The Telephone Consumer Protection Act (TCPA), 47 U.S.C. §227, was enacted in 1991. The TCPA was amended in 2005 to govern junk faxes, The Junk Fax Prevention Act (JFPA). The FCC regulations to implement requirements for junk faxes are at 47 C.F.R. § 64.200.
A fax ad may be sent to a customer with “an established business relationship” (EBR) with the sender. In order to stop UNWANTED fax ads, there are certain opt-out requirements.
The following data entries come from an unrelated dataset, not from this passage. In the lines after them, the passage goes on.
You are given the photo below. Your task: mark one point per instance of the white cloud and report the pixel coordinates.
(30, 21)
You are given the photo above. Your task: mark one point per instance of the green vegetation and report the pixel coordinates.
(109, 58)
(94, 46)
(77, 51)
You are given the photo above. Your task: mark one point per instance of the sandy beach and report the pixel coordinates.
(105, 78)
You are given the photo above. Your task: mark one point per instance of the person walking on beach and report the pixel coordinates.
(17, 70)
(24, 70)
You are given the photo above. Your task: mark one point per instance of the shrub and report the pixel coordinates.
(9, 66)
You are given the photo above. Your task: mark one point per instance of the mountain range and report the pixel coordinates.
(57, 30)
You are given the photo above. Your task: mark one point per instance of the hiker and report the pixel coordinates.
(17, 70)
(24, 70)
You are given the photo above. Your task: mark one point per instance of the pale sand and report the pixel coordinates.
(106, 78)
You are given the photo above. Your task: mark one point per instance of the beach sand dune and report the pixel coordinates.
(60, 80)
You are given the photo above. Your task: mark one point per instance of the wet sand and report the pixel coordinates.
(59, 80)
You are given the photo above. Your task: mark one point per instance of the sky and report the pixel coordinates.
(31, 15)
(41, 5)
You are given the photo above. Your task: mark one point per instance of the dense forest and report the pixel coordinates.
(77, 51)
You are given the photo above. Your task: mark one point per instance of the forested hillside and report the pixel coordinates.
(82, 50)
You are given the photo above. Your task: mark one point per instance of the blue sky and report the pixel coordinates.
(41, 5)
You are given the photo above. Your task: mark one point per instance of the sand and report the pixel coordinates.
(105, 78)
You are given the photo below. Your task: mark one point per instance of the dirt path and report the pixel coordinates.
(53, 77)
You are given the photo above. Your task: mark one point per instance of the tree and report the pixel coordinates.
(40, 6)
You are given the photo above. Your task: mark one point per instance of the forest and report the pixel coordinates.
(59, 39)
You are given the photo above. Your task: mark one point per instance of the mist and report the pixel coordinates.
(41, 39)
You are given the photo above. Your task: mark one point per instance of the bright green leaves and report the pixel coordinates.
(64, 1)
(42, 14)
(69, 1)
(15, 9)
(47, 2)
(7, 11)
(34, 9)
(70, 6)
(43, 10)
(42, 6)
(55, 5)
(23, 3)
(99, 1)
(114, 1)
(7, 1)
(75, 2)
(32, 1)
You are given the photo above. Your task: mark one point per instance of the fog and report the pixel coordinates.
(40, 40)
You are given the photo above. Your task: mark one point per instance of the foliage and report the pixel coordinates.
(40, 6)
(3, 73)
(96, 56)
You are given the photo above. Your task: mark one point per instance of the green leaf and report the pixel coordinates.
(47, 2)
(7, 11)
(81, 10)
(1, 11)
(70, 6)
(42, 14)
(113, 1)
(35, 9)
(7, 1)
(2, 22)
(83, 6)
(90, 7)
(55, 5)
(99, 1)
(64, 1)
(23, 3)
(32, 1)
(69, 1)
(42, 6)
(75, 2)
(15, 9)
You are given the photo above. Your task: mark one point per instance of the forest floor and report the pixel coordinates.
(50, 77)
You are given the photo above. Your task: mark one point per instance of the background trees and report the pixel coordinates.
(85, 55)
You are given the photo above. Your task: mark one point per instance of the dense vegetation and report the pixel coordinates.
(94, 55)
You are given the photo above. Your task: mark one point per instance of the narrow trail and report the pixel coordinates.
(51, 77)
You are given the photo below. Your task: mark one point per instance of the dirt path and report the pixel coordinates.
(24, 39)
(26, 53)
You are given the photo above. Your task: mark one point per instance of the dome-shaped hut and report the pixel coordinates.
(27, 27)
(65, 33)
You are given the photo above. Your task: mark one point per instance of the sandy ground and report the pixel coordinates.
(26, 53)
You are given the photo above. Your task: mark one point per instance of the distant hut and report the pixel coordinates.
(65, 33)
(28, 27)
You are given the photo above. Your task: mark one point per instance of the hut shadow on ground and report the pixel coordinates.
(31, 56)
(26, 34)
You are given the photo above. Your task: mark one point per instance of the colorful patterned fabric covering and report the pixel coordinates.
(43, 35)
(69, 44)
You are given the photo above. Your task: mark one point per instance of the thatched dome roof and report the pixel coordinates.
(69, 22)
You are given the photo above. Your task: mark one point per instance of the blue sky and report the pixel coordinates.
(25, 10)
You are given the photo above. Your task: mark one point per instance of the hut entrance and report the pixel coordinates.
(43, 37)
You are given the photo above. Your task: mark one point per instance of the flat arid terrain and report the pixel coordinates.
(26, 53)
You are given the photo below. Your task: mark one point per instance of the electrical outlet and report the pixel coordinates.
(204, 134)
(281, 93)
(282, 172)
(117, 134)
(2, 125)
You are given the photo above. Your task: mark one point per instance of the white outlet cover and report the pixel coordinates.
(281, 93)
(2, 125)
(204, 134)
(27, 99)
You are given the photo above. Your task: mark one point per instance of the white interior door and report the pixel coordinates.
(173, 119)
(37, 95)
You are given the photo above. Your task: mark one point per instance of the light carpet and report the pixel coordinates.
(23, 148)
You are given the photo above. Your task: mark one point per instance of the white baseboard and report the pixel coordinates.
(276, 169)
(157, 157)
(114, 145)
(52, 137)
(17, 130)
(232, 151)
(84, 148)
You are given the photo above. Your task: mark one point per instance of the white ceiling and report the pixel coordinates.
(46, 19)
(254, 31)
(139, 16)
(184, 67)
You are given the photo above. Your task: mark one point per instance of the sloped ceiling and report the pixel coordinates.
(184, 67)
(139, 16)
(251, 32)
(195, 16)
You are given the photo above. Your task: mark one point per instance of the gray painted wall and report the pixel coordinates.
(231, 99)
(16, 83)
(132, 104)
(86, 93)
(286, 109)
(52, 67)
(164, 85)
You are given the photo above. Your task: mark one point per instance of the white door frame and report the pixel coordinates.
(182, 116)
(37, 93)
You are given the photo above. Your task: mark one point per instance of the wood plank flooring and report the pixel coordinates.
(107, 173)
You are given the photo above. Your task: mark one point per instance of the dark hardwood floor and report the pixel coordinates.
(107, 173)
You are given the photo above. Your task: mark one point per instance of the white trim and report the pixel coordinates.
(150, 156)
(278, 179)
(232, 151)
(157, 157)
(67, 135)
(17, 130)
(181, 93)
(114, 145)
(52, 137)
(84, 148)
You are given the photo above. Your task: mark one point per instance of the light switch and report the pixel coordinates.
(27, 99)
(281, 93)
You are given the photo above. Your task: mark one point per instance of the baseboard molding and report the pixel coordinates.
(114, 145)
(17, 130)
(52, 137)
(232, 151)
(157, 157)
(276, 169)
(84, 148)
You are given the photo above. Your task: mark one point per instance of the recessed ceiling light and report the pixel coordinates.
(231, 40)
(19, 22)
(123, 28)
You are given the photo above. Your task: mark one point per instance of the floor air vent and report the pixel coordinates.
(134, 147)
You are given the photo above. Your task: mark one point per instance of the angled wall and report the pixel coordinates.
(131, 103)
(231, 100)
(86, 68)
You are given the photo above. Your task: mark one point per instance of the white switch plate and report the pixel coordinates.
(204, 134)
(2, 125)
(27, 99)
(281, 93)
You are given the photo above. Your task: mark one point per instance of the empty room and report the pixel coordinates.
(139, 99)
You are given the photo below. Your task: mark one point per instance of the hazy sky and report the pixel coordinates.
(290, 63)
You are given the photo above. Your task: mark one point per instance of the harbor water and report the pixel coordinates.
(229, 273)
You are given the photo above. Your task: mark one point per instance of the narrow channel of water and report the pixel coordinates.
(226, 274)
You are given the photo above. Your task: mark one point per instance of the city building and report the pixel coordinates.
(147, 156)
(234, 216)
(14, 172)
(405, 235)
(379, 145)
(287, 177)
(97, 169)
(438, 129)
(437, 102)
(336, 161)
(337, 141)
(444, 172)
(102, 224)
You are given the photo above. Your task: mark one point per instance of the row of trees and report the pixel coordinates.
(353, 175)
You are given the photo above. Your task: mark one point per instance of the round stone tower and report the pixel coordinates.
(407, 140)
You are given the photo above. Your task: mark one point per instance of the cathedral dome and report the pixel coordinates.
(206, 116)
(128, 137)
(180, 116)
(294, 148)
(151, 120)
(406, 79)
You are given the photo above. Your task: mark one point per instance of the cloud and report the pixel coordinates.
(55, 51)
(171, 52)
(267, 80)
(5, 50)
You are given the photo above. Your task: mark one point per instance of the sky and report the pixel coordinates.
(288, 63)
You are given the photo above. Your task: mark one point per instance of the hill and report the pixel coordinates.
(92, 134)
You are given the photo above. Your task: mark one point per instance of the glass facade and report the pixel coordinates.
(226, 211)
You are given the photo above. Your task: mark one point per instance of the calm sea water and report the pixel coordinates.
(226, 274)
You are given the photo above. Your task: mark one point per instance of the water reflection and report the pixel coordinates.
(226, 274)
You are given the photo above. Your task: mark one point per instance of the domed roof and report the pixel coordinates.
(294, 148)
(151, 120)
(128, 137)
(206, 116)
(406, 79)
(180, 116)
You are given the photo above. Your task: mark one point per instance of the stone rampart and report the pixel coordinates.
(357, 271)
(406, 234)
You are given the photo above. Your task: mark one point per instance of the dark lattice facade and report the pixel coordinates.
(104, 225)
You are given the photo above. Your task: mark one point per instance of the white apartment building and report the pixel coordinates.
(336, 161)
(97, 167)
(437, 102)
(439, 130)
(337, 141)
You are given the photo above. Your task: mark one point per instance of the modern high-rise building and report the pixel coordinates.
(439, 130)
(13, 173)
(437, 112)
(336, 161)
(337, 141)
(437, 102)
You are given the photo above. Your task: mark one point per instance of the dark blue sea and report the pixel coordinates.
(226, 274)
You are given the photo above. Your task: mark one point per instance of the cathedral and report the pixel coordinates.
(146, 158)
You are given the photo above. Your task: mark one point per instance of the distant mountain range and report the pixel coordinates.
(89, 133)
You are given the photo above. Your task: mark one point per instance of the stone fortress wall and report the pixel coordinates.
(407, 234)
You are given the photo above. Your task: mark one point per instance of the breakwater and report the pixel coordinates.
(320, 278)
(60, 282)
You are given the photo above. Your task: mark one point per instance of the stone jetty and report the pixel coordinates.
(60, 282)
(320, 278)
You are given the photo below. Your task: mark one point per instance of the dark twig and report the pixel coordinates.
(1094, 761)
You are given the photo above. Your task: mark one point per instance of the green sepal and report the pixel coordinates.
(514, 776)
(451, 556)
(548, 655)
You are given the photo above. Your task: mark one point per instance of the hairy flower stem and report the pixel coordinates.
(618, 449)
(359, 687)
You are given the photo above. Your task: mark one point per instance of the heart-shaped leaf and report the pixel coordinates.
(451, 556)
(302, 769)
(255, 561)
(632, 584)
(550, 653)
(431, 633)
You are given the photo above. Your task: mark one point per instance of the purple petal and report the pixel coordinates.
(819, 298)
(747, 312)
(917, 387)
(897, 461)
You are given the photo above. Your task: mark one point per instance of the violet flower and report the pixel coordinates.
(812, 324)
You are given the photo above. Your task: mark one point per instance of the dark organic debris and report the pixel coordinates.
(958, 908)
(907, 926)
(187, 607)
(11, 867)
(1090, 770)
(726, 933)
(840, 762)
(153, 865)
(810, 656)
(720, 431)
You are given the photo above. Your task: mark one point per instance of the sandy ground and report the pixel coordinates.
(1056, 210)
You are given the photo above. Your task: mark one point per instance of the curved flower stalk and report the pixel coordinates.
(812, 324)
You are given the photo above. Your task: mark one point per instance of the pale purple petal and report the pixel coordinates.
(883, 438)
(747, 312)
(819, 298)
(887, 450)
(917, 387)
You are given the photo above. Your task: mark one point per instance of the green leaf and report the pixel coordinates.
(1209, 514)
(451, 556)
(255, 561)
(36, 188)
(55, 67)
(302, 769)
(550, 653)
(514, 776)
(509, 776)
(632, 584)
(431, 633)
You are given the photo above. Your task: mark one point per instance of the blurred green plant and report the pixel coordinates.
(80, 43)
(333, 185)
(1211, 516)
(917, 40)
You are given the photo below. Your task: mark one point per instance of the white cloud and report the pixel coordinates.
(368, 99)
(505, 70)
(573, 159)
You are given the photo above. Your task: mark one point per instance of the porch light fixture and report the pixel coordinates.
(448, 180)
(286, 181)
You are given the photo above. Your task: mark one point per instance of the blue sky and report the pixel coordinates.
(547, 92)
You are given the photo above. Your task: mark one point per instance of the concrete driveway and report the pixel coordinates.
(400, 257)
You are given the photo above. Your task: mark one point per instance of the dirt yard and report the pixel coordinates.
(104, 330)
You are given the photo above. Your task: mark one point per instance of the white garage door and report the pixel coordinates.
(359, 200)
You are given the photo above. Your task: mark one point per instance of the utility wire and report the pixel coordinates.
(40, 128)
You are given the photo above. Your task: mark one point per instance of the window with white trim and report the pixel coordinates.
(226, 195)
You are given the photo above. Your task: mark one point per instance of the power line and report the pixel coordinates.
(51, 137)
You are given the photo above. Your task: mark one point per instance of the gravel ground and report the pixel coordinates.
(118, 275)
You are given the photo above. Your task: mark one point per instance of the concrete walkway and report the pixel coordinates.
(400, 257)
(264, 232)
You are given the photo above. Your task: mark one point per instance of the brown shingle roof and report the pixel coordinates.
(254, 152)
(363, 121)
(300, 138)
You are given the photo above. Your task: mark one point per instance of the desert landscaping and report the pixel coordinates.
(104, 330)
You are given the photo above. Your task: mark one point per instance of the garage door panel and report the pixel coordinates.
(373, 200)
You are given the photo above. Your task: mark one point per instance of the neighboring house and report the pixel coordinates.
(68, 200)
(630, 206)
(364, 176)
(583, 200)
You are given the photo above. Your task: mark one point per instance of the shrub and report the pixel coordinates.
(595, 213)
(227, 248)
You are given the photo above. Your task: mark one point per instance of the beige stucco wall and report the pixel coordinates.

In order to comply with opt-out notice requirements, the opt-out notice:
(1) Must be clear and conspicuous and appear on the first page of the fax ad;
(2) State that the recipient may request to NOT receive future fax ads from the sender, and that such requests must be honored in 30 days or less;
(3) Contain a domestic phone number and fax number that the recipient may contact to opt out.
Opt-out notices that fail to satisfy ALL THREE REQUIREMENTS are subject to the same liability as fax ads that contain no opt-out notice at all.
Use of a “fax blaster” does not insulate a company from liability if it has a “high degree of involvement” in sending a particular fax ad. An example of such a high degree of involvement with the sending of a particular fax ad might be supplying a fax blaster with fax numbers to which fax ads are to be sent.
The FCC is able to issue warnings and fines, but is unable to award damages. Instead, the JFPA allows for private lawsuits to award damages of up to $1500 per violation per fax.